Big BenSome facts
Big Ben is one of London's best-known landmarks, and looks most spectacular at night when the clock faces are illuminated.
Big Ben is the nickname for the great bell of the clock at the north end of the Palace of Westminster in London, and is generally extended to refer to the clock or the clock tower as well.
It is the largest four-faced chiming clock and the third-tallest free-standing clock tower in the world.The clock first ticked on 31 May 1859.
The tower is designed in Pugin's celebrated Gothic Revival style, and is 96.3 meters high (roughly 16 stories).Despite being one of the world's most famous tourist attractions, the interior of the tower is not open to overseas visitors.
At the base of each clock dial in gilt letters is the Latin inscription: “DOMINE SALVAM FAC REGINAM NOSTRAM VICTORIAM PRIMAM”, which means ″O Lord, keep safe our Queen Victoria the First″.

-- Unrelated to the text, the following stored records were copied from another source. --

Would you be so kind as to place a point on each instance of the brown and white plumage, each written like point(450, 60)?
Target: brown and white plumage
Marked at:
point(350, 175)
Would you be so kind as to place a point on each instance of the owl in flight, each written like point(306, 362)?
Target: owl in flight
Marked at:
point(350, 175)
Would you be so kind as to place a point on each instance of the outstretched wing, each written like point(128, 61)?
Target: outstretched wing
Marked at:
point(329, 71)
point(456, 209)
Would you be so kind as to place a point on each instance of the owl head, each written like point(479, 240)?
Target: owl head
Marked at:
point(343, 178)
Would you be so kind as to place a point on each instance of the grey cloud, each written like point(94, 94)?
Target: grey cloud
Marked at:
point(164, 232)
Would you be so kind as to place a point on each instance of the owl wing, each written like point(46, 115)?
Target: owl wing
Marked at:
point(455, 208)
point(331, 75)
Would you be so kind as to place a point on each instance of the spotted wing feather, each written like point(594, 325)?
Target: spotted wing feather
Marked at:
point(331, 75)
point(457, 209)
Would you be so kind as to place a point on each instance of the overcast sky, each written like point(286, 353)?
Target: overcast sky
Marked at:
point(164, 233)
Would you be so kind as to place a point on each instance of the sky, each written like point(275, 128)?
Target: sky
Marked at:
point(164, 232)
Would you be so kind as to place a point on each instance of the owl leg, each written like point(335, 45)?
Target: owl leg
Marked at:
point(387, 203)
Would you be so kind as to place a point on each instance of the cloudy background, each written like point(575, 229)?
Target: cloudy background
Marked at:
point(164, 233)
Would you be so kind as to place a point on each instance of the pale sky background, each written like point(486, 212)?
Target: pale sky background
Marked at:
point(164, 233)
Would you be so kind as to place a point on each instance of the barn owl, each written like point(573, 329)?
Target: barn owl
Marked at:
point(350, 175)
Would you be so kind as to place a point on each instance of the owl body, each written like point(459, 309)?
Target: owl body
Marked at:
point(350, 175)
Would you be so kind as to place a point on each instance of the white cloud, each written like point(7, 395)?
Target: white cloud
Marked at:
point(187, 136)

The original bell was a 16.3-tonne (16 ton) hour bell, cast on 6 August 1856 in Stockton-on-Tees by John Warner & Sons. The bell was named in honour of Sir Benjamin Hall.
On top of the pendulum is a small stack of old penny coins; these are to adjust the time of the clock.
The clock has become a symbol of the United Kingdom and London, particularly in the visual media.